On the one hand, it is advertising for the signal generator if it can demonstrate a successful performance. On the other hand, if he is successful, he benefits from commissions. Since these are usually success-based and only arise in the case of profits, we strive to deliver a good result.

How can you start with social or mirror trading?

Anyone who has found a provider who has proven results of at least 6-12 months can register. And benefit from this.

So you first set up a trading account. Pay in money there and connect with the desired copy trader. Usually this is quite easy to do. Otherwise you can always get in touch with the provider.

Is social trading worthwhile as a follower?
As in school, you learn from someone who already has knowledge of what is still missing. Be it the teacher or a classmate. Signalers have often read a lot of books, tried strategies and therefore had great trading experience.

Social trading is a way to get started in Forex trading. You benefit from the knowledge of others.

This offers you the following advantages:

  • little capital investment required
  • no prior knowledge necessary
  • transparent
  • Learn from professionals!
  • Further training possible
  • Exchange with other traders

However, there are also disadvantages to social trading. Many providers make a good impression at first glance. Sometimes even hyped. Because they are only interested in commission. But disappear again after a short time from the market. Because the trading performance was only achieved through high risk. In the worst case, it ends with a total loss of the invested amount.

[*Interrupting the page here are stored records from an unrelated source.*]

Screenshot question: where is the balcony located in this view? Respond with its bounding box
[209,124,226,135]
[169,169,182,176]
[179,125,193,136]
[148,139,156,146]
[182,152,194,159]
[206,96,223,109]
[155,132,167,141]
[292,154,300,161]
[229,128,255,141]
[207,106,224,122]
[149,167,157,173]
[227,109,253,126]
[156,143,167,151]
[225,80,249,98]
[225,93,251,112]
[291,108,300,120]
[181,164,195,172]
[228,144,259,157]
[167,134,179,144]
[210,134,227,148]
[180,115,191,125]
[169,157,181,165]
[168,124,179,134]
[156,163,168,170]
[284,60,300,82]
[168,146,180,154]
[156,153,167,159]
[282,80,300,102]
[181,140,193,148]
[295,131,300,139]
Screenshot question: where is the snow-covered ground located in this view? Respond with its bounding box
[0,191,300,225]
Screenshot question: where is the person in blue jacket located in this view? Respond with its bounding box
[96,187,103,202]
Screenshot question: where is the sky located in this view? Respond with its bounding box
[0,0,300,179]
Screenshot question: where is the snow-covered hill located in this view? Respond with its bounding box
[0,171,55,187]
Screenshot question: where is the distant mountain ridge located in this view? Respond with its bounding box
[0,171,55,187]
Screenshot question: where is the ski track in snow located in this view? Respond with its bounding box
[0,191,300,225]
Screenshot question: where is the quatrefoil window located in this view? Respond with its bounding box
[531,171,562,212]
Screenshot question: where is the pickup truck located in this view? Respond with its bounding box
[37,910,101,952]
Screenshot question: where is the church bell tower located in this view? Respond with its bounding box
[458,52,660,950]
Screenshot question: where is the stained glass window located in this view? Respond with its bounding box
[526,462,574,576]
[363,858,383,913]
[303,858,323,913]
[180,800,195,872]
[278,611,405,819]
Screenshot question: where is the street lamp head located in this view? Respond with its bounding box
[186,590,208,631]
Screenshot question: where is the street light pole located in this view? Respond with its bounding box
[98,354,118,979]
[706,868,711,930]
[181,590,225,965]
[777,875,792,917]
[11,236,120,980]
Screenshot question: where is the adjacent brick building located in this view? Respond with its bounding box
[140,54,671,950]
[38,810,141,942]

You should take the time and look for a suitable provider. One who does not have high open positions (high drawdown of 40 percent or more). You should also keep your distance from providers without long-term performance.

Conclusion on social trading
It is becoming more and more famous and popular. Even more with social media.

You can learn from the knowledge of other. But you trusts the person or the provider at this moment. So you should choose it carefully. But it doesn’t automatically make you successful. For example, you can use the time you use social trading to learn to trade yourself in peace. To make yourself independent.